Written by Kat Hlongwane
Stop dwelling on past events and brooding over times gone by; I am doing something new;
it’s springing up — can’t you see it? I am making a road in the desert, rivers in the wasteland.
Isaiah 43: 18-19
I am more like the Children of Israel fresh out of Egypt than like the apostles walking out my faith in fear and reverence. Although I have seen the miracles of YHWH in my life, I am not fully walking it out. I have seen him use my hands to heal, my voice to deliver the gospel.
I have experienced deliverance and the breaking of the enemy’s yoke over my life. But every now and again, I get stuck in nostalgia. I journey back into bondage and romanticize over a bad relationship, sometimes I remember the smells of cigarettes and cheap booze. And then I hear that music of old, those jazzy beats in bars and cafes. I can almost find myself there again and I smile…
Can you recall the many times in Exodus when YHWH told Moses to tell Pharaoh to “Let My people go so that they may serve Me” – imagine that declaration and the events that followed for YHWH to ensure the release of His children? Only to have the children reminiscence over the fish, cucumbers, melons, leeks, onions and garlic in Numbers 11:5. They were reminiscing about food, something that satisfies the flesh. They literally turned and looked back, and the only thing that they could remember about SLAVERY was the food? It’s so easy to judge them, to want to rebuke them for not seeing the great work that YHWH had started for them, which He promised to see to completion. I was reminded of myself, brooding in nostalgia, and paralyzed to do any work for His Kingdom, because my life was good a year ago. I almost forget the way that the Father picked me out of a dark pit, breathed his Spirit into me and told me to follow him.
YHWH wanted me to write about nostalgia, he wanted me to see how it dishonored Him and rendered me useless for His Kingdom.
The word nostalgia stems from the Greek language and is loosely translated as a severe homesickness and in the early days of the word’s formation, it was considered a disease, a pain or distress, that made the person want to escape or return to a safe place like home. When looking at this definition, the word is not such a bad idea when referring it to YHWH and wanting to return to him, to his presence, to where we once belonged in his garden. Nostalgia does become an issue when it is experienced in reference to a time when we were under the hand of the enemy. Nostalgia is subjective and makes us forget the reasons why we sought the Lord in the first place and begged him to hear us. Nostalgia selects all the memories that satisfy our flesh or made life seem easy and it places those memories between Yeshua and us, we fail to see the promises, we lose sight of the cross and the manna that is freely given to us becomes a burden.
We usually experience nostalgia when we are going through a hard time, sometimes during times of introspection, we journey back to the past and find the things that made that time happy. We get stuck in it, we get stuck in the past, using it as a distraction to avoid the sanctification process – although hard, but necessary. The enemy uses the cucumbers and melons to distract us from the work that YHWH is doing. I am not saying looking back, and remembering a different time is wrong, I am saying that dwelling on it and using it as a way to compare this period you are in is wrong. The feelings that are created in those moments can often leave us sorrowful and questioning our walk with Christ. The danger is that we are literally comparing a life in bondage to one of freedom and salvation.
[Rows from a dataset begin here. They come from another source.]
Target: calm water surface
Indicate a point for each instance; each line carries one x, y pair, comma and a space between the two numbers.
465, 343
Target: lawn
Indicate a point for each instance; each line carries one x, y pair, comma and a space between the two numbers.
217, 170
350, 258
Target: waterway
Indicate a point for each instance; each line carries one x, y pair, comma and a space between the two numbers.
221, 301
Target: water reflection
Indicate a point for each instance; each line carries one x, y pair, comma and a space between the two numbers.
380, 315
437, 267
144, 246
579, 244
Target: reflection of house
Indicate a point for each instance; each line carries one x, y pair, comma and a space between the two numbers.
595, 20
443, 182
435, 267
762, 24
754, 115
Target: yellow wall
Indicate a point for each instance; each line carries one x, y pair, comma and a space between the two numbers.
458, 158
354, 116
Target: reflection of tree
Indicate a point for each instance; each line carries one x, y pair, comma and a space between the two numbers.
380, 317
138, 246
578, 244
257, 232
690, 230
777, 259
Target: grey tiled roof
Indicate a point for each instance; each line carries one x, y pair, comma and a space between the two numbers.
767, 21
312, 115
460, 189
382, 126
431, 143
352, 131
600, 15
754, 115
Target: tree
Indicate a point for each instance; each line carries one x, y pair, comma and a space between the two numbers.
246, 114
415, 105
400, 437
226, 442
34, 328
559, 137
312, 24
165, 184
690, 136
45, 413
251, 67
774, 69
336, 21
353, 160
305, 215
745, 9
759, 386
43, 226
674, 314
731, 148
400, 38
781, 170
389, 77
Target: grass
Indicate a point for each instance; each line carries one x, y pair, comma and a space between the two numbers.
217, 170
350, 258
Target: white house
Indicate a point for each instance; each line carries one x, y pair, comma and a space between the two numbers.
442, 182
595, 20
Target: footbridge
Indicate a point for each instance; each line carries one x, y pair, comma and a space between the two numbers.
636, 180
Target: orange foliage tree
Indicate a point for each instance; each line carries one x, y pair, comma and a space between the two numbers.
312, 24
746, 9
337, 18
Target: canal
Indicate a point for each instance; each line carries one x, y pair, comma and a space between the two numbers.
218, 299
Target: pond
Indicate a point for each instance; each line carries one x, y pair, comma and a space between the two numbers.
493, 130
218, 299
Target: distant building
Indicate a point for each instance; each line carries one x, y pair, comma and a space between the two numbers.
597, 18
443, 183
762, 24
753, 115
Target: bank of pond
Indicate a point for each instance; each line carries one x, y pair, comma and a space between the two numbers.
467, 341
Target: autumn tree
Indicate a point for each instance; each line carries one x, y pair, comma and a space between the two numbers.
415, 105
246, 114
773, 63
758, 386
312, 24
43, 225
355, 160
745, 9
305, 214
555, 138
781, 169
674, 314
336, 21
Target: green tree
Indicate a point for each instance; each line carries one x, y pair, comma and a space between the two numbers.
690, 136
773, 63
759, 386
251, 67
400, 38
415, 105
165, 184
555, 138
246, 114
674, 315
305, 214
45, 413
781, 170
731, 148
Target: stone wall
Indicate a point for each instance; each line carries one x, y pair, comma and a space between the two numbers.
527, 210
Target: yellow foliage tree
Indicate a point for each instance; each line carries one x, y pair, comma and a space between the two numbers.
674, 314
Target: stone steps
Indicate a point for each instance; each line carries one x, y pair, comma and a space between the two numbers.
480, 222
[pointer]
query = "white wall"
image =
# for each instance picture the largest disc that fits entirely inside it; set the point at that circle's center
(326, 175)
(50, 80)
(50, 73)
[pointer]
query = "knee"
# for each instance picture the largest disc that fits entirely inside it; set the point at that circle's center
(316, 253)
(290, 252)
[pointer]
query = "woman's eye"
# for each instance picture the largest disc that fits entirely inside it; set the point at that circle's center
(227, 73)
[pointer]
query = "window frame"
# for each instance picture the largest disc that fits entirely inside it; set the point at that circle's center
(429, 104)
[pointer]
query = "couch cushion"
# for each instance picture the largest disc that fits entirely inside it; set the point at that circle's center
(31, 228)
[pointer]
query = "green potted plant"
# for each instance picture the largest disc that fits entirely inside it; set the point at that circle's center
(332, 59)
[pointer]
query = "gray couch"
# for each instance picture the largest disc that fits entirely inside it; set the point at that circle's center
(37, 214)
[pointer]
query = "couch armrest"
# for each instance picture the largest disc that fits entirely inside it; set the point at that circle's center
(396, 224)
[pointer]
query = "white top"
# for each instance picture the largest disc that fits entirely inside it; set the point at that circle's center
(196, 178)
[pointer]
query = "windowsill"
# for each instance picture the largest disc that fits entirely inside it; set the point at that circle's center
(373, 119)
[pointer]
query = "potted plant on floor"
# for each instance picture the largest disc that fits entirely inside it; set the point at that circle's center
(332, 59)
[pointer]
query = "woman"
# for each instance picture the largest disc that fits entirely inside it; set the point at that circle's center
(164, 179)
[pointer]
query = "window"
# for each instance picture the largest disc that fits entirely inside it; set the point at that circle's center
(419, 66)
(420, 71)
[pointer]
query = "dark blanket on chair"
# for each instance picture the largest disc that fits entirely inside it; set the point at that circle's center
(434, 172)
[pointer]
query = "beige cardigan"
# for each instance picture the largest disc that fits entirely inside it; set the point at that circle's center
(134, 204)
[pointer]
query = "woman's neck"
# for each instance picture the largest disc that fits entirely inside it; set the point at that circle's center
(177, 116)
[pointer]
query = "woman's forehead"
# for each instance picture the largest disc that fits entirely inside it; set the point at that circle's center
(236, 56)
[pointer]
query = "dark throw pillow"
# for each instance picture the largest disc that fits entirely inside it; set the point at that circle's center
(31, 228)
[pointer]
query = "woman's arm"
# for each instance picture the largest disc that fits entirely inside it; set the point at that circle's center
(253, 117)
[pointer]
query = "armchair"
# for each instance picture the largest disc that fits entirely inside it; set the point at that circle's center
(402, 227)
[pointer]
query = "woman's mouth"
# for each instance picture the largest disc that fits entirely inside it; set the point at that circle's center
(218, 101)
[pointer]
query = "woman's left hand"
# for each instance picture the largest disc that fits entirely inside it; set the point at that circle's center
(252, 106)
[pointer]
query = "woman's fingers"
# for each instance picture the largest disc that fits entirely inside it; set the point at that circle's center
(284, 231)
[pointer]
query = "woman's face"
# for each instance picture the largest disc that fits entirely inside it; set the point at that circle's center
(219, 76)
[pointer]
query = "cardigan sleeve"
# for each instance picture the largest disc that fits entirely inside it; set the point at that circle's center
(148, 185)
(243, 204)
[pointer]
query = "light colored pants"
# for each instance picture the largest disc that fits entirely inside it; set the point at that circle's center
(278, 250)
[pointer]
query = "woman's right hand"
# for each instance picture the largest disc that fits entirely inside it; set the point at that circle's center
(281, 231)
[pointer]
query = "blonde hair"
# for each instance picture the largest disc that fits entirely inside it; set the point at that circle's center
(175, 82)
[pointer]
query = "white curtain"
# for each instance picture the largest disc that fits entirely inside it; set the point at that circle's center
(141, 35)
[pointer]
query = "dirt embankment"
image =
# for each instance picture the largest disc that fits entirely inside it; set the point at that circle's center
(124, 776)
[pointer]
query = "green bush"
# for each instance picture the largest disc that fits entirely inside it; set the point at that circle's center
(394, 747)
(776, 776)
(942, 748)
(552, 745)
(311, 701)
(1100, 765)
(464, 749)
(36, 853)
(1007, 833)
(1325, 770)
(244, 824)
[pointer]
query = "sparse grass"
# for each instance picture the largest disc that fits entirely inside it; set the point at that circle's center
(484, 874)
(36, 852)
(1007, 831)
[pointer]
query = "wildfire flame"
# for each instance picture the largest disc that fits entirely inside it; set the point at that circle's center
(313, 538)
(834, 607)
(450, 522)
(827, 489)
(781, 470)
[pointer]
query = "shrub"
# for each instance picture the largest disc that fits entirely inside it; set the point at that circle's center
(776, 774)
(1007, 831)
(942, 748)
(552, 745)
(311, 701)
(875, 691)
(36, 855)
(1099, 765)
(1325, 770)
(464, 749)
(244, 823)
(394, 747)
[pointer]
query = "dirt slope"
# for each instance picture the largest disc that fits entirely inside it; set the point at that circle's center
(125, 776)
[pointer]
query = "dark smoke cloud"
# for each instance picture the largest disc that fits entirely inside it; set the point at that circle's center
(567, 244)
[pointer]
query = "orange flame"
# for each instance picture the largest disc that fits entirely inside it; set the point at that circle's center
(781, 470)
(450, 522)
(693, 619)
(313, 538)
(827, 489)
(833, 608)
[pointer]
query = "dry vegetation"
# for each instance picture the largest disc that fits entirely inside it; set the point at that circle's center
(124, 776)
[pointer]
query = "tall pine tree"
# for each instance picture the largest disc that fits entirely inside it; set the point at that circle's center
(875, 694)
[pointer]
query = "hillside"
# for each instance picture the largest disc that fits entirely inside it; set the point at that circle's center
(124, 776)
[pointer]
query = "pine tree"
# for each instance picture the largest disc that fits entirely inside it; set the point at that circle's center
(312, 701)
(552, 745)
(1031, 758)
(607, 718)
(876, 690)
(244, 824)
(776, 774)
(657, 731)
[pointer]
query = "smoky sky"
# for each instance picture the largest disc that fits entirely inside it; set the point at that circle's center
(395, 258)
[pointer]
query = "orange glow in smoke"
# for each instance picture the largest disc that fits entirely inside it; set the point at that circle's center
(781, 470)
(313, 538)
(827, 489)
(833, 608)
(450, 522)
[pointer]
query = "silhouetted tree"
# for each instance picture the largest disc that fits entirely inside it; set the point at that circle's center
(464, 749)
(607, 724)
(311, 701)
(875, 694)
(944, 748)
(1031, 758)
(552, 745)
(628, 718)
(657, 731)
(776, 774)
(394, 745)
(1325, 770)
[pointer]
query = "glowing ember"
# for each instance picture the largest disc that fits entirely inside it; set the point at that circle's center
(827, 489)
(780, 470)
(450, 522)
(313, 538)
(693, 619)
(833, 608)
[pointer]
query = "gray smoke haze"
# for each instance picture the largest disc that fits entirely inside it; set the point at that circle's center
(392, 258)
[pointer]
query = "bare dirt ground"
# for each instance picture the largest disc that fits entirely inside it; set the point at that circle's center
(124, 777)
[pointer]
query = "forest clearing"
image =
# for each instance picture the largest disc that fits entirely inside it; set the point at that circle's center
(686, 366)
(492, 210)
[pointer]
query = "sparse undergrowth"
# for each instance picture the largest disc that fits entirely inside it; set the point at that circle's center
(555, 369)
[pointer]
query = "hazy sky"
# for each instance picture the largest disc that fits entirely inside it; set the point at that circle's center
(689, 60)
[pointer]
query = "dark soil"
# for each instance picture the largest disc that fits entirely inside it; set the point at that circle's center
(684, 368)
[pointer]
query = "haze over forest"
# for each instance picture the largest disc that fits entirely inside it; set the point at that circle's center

Father wanted me to write about nostalgia because many of us are experiencing it now or will experience it soon. Because this season is coming to an end, we are moving into a new season, which is marked by the Passover that is already here. He wants us to break off the yoke of the enemy, and take on the yoke of Yeshua, he wants us to stand at the edge of the desert and prepare ourselves for the journey into the wilderness (refinement and sanctification). He wants us to look straight ahead at Him, our cloud by day and column of fire by night. He is calling us to walk in the fullness of Yeshua, forsaking comfort and luxuries that renders us useless for the Kingdom. He set you free so that you can serve him and while we do that Yeshua is preparing the true home for us.
So when the nostalgia creeps in, speak His word to the memories and do not lose sight of Him.